In the applicants' founding affidavit, the deponent thereto purports to deal with the question of urgency in paragraphs 12.1 to 12.7. It would appear that only paragraphs 12.2, 12.3 and 12.4 are anywhere near addressing the question of urgency. The other paragraphs are of limited, if any, assistance in determining the question. The three paragraphs read:

12.2 A General Conference is about to be held. It will be held on 19–20 August 2011. The day of reckoning is upon us. The urgency is not of the applicants' making. The first and second respondents have created the urgency by their failure to enforce the constitution.

12.3 The applicants have not set back and done nothing about it. They have attempted to have the second respond (sic) act in accordance with the constitution and to ensure that all constitutional processes are respected.

12.4 The applicants had faith in the constitutional process. They hoped that the credentials committee will be respected.
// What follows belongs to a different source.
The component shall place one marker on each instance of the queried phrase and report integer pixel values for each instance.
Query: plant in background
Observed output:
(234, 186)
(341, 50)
It was not, and the general conference will now proceed without its full input and contrary to the constitution.”

The other paragraphs relating to urgency, in the founding affidavit, are also in as generalised terms as the paragraphs cited about except that they appear to be more concerned with the merits of the matter.

The endorsement made on 15 August 2011, that the matter is not urgent, was thus made after having perused the papers and noted the above.

At the hearing, counsel for the applicants submitted that the urgency arose on 30 July 2011 when an ad hoc committee which had been appointed to complement the incomplete efforts of the credentials committee in verifying delegates to attend the imminent conference gave its report to the Special General Council meeting.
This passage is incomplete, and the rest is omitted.